世界遺産マイスター/国宝の伝道師Kの「地球に感謝!」

世界遺産検定マイスター、国宝の伝道師保有の読書好き。書籍、世界遺産、国宝という切り口でご案内します。最近は「仕事の心理学」として、様々な事象を心理学的見地から考察しています。

【読了】田坂広志「使える弁証法」

今年22冊目読了。多摩大学大学院教授、日本総合研究所フェローの筆者が、IT社会の未来をヘーゲルを理解することで見通すという一冊。


もともと田坂先生の本は好きなので、論旨はおおむね理解しているが、やはり改めてこのテーマで読むと、その慧眼に恐れ入る。「論理思考に向かうと、必ず、直観力、洞察力、大局観が働かなくなる。だから、森全体を見る。そして、森全体を見るための、最も優れた方法が、哲学的思索」「弁証法を学ぶと身につくのは、洞察力、予見力、対話力」という原則を述べる時点でしびれる。


社会の流れの読み方については「物事が発展するとき、それは、直線的に発展するのではない。螺旋的に発展する。螺旋的発展とは、単なる復活や復古ではない。懐かしいものが、さらに便利になって戻ってくる」「進化の本質は、多様化である」「キーワードが忘れられたとき、社会において、量から質への転化が静かに深く起こり始める」としたうえで、「螺旋的発展において、何が復活してくるのかを、読む。合理化と効率化の中で、何が消えていったのかを、見る。その段階で、それがなぜ消えていったのかを、考える。新しい技術や方法で、どうすれば復活できるかを、考える」と結論付ける。


物事の捉え方については「現実に世の中に存在したものには、必ず意味がある」「物事は、否定の否定により発展する」「量が増大し、一定の水準を超えると、質の変化が起こる」と述べる。


弁証法の考え方の真髄として「弁証法においては、対立し、争うかに見える2つのものが、ある意味で互いに相手を内包していき、結果として両社が統合されていく」としたうえで「矛盾とは、物事の発展の原動力である」「割り切らないことこそ、矛盾のマネジメントの要諦」とする。ここから導く「割り切りとは、魂の弱さである」「器の大きな人物は、心の中に、壮大な矛盾を把持し、その矛盾と対峙し、格闘し続けることのできる人物」という論説は、実に深い。
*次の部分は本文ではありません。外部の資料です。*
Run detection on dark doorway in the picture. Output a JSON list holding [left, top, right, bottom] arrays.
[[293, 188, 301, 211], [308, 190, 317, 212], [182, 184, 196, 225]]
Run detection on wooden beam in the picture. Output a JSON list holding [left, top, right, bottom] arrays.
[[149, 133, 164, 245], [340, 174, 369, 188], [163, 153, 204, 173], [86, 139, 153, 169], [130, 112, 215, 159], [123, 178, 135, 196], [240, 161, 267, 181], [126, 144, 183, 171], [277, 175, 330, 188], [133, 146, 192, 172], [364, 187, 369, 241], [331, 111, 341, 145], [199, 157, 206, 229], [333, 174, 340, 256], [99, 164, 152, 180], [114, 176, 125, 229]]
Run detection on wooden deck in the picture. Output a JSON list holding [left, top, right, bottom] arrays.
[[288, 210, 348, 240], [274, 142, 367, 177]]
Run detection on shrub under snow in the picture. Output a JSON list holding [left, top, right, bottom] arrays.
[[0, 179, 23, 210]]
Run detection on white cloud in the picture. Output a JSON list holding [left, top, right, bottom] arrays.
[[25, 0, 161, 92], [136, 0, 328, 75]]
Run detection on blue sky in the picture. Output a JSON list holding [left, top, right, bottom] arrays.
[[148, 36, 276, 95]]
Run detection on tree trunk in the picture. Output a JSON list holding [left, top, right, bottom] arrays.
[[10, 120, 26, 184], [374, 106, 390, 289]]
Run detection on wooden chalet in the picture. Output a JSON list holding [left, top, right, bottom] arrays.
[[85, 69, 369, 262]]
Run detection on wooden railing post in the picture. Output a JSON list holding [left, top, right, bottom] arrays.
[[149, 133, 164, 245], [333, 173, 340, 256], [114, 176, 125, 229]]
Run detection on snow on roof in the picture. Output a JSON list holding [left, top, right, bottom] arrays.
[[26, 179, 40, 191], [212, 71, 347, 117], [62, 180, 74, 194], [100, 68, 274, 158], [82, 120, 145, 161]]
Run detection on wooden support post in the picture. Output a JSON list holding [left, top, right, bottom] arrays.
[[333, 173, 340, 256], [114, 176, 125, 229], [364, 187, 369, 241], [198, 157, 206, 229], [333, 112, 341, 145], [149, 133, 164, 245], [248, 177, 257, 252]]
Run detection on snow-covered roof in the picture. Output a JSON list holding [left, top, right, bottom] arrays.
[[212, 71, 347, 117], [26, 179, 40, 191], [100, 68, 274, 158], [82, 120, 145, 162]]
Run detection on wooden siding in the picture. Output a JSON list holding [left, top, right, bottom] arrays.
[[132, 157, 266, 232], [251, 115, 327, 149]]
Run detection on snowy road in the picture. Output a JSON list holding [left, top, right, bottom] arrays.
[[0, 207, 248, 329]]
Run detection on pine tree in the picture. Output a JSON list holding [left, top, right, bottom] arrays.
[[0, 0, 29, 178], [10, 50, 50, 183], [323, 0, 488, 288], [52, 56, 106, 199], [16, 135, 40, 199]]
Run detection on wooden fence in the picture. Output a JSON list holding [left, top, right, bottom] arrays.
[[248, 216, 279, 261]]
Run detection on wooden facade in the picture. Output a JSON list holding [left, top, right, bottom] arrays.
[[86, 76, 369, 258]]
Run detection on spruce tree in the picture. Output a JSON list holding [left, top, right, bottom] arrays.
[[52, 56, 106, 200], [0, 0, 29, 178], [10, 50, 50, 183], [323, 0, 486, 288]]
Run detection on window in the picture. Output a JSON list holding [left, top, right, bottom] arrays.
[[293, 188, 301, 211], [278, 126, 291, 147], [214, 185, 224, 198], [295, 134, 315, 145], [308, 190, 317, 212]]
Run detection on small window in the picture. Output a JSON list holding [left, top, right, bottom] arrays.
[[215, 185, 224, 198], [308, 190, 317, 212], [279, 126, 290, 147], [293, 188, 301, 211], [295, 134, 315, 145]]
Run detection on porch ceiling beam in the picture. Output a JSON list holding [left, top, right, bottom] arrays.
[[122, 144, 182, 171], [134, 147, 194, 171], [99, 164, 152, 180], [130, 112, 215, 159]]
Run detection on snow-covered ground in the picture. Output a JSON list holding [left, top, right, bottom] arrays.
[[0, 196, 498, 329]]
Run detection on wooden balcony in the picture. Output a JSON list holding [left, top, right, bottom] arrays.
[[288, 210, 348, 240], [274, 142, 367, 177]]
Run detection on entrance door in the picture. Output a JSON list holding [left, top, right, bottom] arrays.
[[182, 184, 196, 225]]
「螺旋的発展を目撃したいのならば、書を捨てよ、街に出よ。何が懐かしいのか、何が便利になったのか。そのことを考えるとき、きっと、世の中の変化の本質と未来が見える」とは、読書好きの端くれには耳の痛い話だが、確かに現場を見ることでしかわからないことは山のようにある。頑張ろう、という意欲を与えてくれる本。さらりと読めて、かつ猛烈に深い。超絶お薦めの一冊だ。